Quasar Detection using Linear Support Vector Machine with Learning From Mistakes Methodology

The field of Astronomy requires the collection and assimilation of vast volumes of data. The data handling and processing problem has become severe as the sheer volume of data produced by scientific instruments each night grows exponentially. This problem becomes extensive for conventional methods of processing the data, which was mostly manual, but is the perfect setting for the use of Machine Learning approaches. While building classifiers for Astronomy, the cost of losing a rare object like supernovae or quasars to detection losses is far more severe than having many false positives, given the rarity and scientific value of these objects. In this paper, a Linear Support Vector Machine (LSVM) is explored to detect Quasars, which are extremely bright objects in which a supermassive black hole is surrounded by a luminous accretion disk. In Astronomy, it is vital to correctly identify quasars, as they are very rare in nature.

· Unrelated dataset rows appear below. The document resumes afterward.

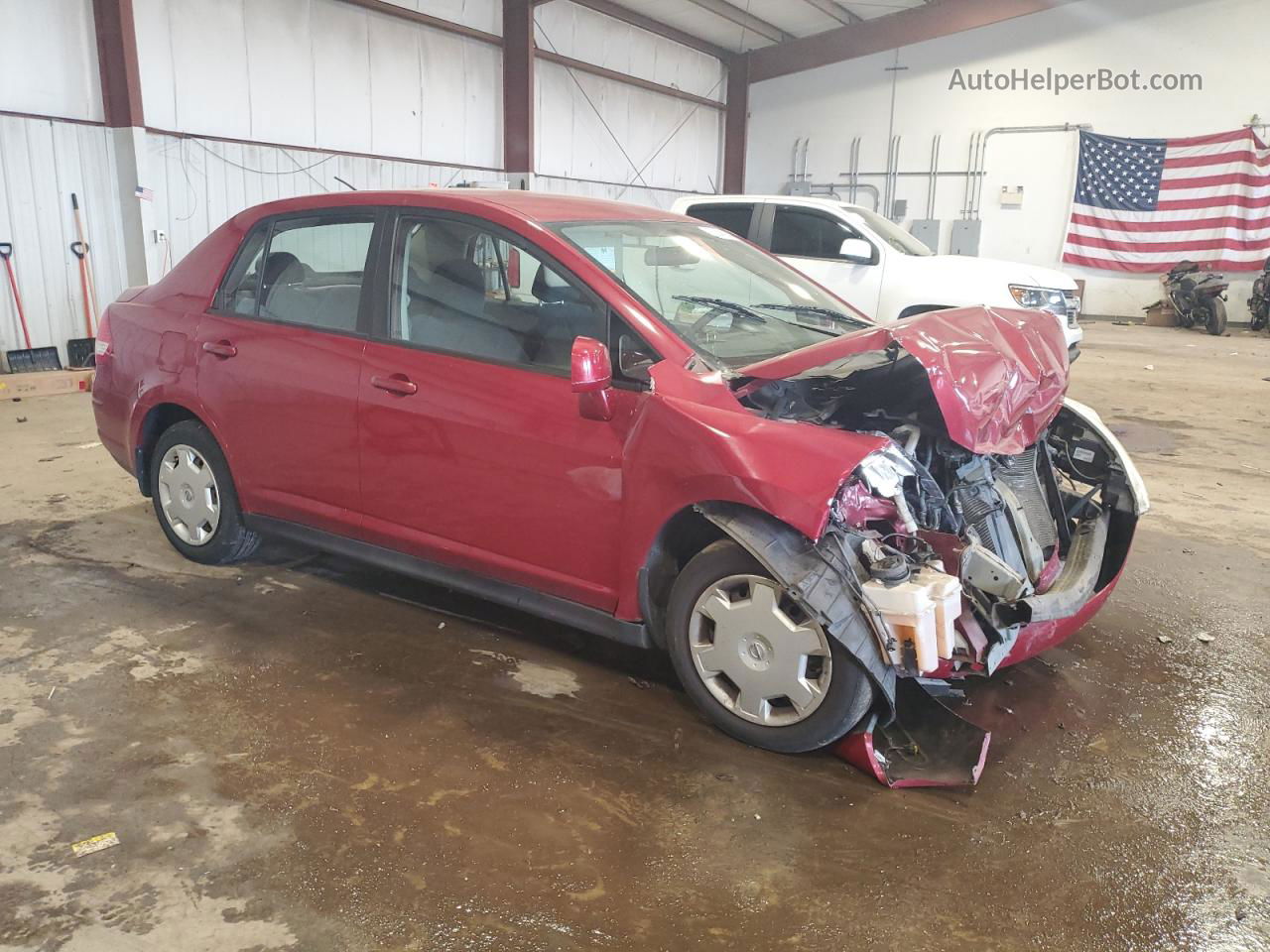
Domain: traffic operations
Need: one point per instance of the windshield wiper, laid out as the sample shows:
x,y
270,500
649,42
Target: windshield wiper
x,y
812,308
722,304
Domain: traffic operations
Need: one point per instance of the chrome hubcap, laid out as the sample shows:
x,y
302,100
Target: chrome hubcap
x,y
189,495
758,653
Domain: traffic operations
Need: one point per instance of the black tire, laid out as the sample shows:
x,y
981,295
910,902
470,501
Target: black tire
x,y
231,540
1215,322
847,698
1261,315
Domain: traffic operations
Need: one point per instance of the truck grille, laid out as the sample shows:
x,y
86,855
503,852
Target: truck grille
x,y
1072,304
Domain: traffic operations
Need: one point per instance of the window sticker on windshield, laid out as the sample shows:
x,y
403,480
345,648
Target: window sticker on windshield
x,y
604,255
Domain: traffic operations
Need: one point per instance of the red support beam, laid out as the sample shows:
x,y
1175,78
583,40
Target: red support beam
x,y
518,85
117,61
735,125
890,32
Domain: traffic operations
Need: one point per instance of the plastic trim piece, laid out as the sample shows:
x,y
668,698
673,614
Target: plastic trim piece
x,y
558,610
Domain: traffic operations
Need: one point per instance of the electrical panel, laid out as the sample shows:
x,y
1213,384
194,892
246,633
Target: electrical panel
x,y
928,231
965,238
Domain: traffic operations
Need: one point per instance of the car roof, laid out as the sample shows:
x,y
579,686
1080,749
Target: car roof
x,y
529,206
811,200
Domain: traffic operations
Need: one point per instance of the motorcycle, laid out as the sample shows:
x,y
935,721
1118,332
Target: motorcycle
x,y
1260,301
1198,298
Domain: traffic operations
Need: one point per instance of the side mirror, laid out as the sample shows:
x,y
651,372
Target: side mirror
x,y
590,376
856,250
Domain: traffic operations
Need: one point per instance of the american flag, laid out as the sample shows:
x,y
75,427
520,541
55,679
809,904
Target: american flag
x,y
1143,204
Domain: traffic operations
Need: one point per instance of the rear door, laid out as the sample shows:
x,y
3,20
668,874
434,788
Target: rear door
x,y
474,452
811,239
280,359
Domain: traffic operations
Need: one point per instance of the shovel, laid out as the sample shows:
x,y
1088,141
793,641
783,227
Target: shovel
x,y
32,358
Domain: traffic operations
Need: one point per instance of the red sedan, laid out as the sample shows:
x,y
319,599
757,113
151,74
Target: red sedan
x,y
636,424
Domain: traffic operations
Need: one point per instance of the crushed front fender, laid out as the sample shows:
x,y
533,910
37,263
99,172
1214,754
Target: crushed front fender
x,y
910,739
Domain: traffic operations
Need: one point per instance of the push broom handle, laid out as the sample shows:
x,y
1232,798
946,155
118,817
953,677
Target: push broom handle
x,y
80,250
87,262
7,253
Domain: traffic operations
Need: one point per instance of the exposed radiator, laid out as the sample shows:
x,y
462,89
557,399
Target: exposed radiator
x,y
1019,474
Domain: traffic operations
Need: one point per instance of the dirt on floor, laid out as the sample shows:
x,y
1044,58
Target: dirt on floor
x,y
299,753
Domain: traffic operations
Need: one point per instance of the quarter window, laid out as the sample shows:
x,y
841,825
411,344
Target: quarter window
x,y
466,291
799,232
733,217
241,286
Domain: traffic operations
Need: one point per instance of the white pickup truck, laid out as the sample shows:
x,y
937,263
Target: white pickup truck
x,y
878,267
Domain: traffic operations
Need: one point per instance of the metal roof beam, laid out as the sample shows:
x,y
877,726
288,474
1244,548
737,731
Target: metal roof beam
x,y
663,30
834,10
747,21
889,32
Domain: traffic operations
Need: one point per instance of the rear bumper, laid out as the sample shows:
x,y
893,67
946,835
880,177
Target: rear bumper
x,y
111,411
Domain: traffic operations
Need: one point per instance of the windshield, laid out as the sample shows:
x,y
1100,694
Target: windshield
x,y
728,299
888,231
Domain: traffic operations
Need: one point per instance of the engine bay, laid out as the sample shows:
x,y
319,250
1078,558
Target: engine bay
x,y
955,551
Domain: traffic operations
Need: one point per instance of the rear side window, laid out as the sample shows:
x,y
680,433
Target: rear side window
x,y
303,271
733,217
465,291
802,232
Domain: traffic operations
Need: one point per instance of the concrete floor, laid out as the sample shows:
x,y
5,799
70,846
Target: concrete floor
x,y
302,754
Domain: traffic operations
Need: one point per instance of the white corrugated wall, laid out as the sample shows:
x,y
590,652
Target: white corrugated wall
x,y
322,77
41,164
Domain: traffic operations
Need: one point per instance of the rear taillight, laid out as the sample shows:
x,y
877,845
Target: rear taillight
x,y
103,336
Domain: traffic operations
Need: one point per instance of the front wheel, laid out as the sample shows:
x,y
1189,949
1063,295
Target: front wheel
x,y
194,497
757,665
1215,322
1261,313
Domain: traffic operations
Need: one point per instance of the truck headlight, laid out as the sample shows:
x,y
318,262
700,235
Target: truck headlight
x,y
1052,299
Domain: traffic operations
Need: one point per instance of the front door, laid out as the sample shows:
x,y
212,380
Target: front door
x,y
811,240
472,449
278,366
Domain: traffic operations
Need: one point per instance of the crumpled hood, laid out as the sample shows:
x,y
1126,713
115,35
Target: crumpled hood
x,y
998,375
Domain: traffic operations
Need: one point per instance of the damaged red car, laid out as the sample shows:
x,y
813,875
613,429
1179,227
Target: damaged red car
x,y
640,425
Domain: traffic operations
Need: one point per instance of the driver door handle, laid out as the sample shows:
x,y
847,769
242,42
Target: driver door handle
x,y
220,348
398,384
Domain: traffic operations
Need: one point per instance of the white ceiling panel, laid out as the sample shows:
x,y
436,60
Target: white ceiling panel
x,y
797,18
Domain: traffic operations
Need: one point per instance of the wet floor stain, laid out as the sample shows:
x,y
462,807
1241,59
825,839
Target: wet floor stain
x,y
352,761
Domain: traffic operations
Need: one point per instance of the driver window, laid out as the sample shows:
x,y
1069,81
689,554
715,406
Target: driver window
x,y
801,232
461,290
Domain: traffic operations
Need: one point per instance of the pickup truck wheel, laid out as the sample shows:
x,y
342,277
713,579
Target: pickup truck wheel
x,y
194,498
757,665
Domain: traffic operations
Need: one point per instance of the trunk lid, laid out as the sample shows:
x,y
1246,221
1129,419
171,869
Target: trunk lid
x,y
998,375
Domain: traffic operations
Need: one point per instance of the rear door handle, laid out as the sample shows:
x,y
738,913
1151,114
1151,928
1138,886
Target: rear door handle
x,y
220,348
398,384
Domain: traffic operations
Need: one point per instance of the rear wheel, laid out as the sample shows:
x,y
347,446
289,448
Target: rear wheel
x,y
1215,322
758,666
194,498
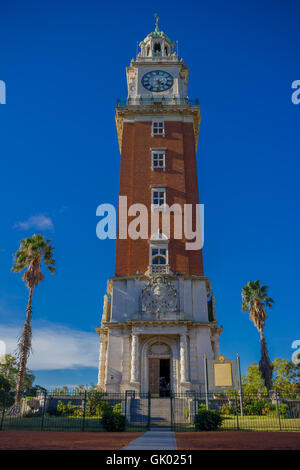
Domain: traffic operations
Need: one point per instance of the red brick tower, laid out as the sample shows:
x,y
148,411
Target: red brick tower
x,y
159,317
158,129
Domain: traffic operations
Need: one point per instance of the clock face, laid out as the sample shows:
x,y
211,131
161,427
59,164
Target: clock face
x,y
157,81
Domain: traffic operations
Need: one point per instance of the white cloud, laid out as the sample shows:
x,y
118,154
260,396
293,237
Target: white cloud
x,y
40,222
55,346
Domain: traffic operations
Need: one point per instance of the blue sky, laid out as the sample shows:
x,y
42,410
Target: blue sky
x,y
64,67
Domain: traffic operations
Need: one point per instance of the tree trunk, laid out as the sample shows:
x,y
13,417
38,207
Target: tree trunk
x,y
265,365
24,350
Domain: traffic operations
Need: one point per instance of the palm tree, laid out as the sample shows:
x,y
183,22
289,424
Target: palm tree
x,y
255,300
31,253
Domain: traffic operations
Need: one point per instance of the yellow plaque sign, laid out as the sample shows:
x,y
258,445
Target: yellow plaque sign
x,y
223,375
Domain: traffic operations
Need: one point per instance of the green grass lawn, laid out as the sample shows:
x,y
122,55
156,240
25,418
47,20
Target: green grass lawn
x,y
251,423
92,423
60,423
261,423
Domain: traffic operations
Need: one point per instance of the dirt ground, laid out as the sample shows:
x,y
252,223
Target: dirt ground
x,y
36,440
238,440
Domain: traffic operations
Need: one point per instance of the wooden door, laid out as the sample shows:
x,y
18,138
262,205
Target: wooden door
x,y
154,370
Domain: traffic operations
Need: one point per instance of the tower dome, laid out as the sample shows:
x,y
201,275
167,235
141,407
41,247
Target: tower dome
x,y
157,44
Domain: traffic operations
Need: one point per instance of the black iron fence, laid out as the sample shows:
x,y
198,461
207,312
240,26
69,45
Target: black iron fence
x,y
76,411
82,410
249,412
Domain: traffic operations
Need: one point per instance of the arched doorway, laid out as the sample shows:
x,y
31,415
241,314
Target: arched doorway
x,y
159,367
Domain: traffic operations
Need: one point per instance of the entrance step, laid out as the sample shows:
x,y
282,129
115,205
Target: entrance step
x,y
160,412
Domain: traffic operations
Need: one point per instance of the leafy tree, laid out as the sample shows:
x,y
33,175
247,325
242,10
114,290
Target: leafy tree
x,y
252,382
9,372
8,380
33,251
285,377
255,300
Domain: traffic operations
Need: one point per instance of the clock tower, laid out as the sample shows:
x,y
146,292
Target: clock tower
x,y
159,316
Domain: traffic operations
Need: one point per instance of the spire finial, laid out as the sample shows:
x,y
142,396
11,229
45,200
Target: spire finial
x,y
156,23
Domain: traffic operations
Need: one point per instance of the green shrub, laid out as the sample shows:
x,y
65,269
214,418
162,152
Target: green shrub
x,y
67,410
95,404
201,407
283,410
228,410
113,421
208,420
259,407
117,408
102,408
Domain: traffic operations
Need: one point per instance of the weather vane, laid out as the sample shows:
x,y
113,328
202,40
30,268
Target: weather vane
x,y
156,23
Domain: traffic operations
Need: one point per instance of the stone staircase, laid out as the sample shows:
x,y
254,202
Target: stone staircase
x,y
160,412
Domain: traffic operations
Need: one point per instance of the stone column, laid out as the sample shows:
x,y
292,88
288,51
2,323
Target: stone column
x,y
134,357
183,358
102,361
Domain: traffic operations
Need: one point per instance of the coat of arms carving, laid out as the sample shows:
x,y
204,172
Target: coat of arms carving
x,y
159,296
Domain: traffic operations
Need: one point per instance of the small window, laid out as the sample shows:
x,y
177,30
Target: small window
x,y
157,49
158,197
158,159
158,255
158,128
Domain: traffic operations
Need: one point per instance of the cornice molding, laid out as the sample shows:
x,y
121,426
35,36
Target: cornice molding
x,y
156,109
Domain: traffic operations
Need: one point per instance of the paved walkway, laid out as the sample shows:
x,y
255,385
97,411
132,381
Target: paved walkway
x,y
155,439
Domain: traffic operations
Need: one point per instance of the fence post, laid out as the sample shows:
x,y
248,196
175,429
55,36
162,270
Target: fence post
x,y
84,412
206,382
3,411
277,407
171,409
236,412
44,409
240,384
149,410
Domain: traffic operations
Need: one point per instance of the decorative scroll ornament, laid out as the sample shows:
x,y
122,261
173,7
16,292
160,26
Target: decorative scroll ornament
x,y
159,296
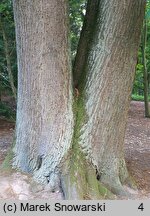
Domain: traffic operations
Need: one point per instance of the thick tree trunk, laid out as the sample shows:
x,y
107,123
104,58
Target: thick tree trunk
x,y
44,119
44,111
145,73
8,61
104,91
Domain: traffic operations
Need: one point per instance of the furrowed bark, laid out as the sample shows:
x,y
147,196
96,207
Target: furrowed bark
x,y
8,61
44,111
106,87
85,40
145,73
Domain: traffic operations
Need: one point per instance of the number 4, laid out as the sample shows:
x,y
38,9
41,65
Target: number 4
x,y
141,207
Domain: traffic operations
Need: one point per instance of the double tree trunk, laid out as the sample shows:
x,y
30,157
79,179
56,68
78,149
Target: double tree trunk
x,y
58,149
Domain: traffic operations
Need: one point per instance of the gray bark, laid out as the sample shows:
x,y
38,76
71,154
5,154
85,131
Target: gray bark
x,y
8,61
44,110
110,70
44,114
145,73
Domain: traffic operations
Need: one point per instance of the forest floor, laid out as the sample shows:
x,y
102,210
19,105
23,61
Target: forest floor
x,y
15,185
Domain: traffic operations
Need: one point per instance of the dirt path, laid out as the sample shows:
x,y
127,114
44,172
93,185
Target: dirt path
x,y
137,153
137,147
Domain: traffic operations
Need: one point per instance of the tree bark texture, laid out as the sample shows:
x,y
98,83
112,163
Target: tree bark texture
x,y
44,111
48,140
145,73
8,61
106,88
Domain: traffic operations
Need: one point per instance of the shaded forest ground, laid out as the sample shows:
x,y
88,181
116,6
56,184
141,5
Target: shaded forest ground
x,y
137,153
137,147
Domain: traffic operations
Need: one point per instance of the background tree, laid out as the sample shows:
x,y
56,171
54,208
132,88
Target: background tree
x,y
145,73
8,66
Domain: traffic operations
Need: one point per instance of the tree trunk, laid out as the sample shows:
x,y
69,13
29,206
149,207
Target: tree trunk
x,y
44,111
145,73
6,48
47,143
105,89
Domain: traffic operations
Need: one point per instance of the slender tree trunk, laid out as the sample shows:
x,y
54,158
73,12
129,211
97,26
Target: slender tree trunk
x,y
145,74
10,74
104,91
44,111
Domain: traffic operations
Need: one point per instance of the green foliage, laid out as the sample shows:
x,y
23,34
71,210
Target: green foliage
x,y
76,14
138,88
138,97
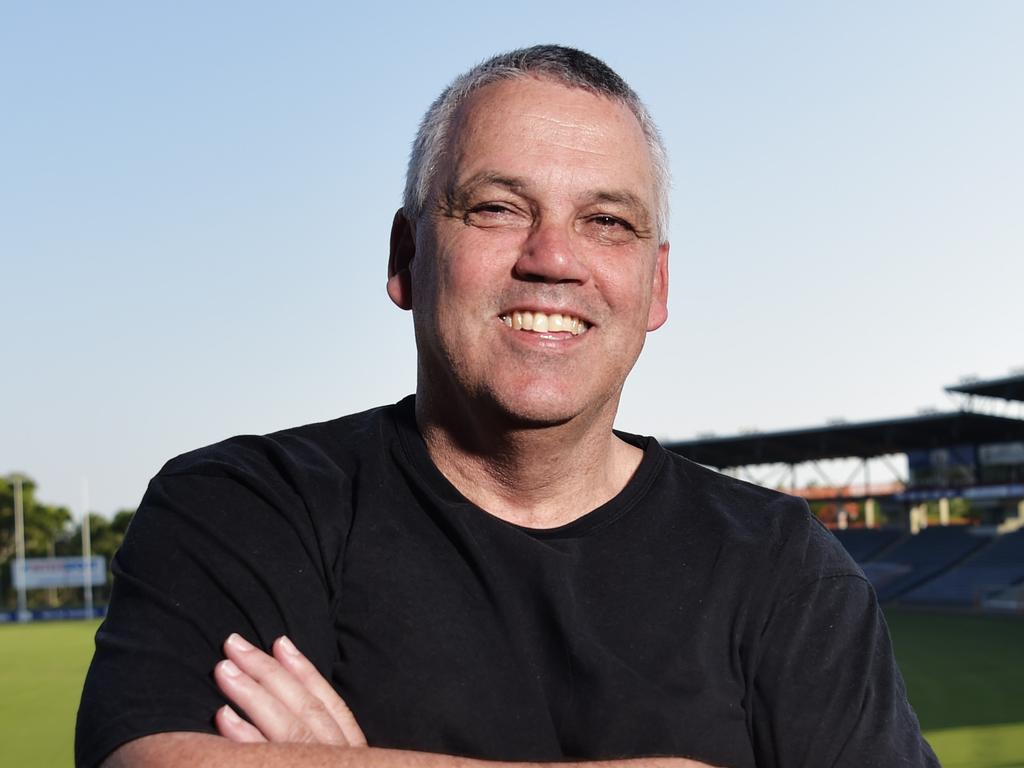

Their rarity creates a class-imbalance problem that needs to be taken into consideration. The class-imbalance problem and high cost of misclassification are taken into account while designing the classifier. To achieve this detection, a novel classifier is explored, and its performance is evaluated. It was observed that LSVM along with Ensemble Bagged Trees (EBT) achieved a 10x reduction in the False Negative Rate, using the Learning from Mistakes methodology.